Mistaking the boys for bushwhackers, the soldiers killed them, dragged their bodies behind the horses, then decapitated the young men and hung their heads on the gateposts of the family farm, in full view of their horrified parents and siblings.

What happened next reads like the stuff of legends or Mel Gibson movies.

Hinson buried his boys. Then he paid a call on the local gunsmith, who crafted a .50-caliber, 18-pound monster of a sniper rifle, accurate up to 500 yards. Hinson’s war was about to begin.

The first soldiers killed by that rifle were the lieutenant who ordered his sons’ execution and the sergeant who hung their heads on the fencepost. For the rest of the war, he took aim at Iowa cavalry at every opportunity.

“He was hell-bent for leather … and he was one heck of a shot,” said Carter, camp adjutant for the Sons of Confederate Veterans Col. Randal W. McGavock Camp #1713.

“They sent 500 men out looking for him at one point, but they never found him.”

Hinson was a man the federal troops never should have crossed. From the cliffs high above the Twin Rivers, the Cumberland and the Tennessee, he was able to pick off officers, his preferred targets, and hit the Union gunboats and re-supply vessels that plied the river.

He may be the only single gunman in history who forced an armed gunship to surrender.

tom mckenney

Author Tom McKenney holds the .50-caliber rifle Hinson had made before launching his one-man war.

Hinson slips away

The Union sent infantry and cavalry from nine regiments after Hinson and detailed an entire amphibious task force of Marines to try to catch him.

The old man evaded them all.

But Hinson paid a heavy price for his campaign.

In the winter of 1863, federal troops torched his home — driving the family out into the cold. Two of his young children died shortly afterward.

By the end of the war, Jack Hinson would lose seven of his 10 children. More than anything else, Hinson’s story shows the terrible toll war can
take on civilians and on families.

Hinson survived the war. Never caught or prosecuted for his deeds, he hung up his gun, dying in 1874.

Visitors to Fort Negley will get a chance to meet McKenney, a retired infantry officer who served in Korea and Vietnam. Volunteers from the Randal McGavock Camp will do troop drills and other re-enactments from the Civil War era.
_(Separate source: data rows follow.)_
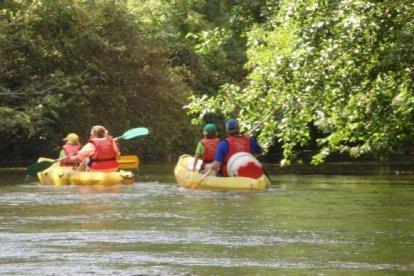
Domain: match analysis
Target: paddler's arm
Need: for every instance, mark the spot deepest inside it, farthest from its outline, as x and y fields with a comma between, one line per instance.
x=221, y=152
x=86, y=151
x=199, y=152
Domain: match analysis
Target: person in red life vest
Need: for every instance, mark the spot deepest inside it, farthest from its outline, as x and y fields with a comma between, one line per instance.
x=206, y=148
x=234, y=143
x=70, y=148
x=100, y=153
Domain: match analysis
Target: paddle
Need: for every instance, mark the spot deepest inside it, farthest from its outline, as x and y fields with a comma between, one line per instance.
x=33, y=169
x=249, y=133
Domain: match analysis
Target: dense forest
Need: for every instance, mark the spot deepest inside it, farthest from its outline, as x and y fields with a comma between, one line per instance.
x=332, y=75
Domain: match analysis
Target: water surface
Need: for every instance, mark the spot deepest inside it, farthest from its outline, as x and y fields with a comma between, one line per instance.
x=304, y=224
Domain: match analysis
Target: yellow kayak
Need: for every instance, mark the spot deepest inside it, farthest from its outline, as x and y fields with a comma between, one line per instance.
x=194, y=180
x=57, y=175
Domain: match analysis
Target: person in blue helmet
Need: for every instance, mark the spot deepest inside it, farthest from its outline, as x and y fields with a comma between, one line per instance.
x=206, y=148
x=234, y=143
Hinson’s sniper rifle will be on display.

[Via  Tennessean.com]

2 Responses

  1. Spook45

    Heh, LET THIS BE A LESSON TO YA FOLKS! This is what happens when you PISS OFF REDNECKS! Buy MORE AMMO

    Reply
  2. Doc

    As a result of this post, I bought and read "Jack Hinson's One Man War". It is a must-read for those who read Survival Spot. I say this not because of the mention of guns, or self-reliance, or history–about which much is written in the book Rather, the book should be read and internalized because of the content regarding what life is like in times of extreme, government-induced and enforced hardship. Civilians, of all stripes and ages, always suffer most. Read this book, and gain a real appreciation for the hardships to come and banish the"romance" of SHTF forever from your thinking.

    Thank-you for recommending this book. It is the most relevant "survival" book I have read in some time.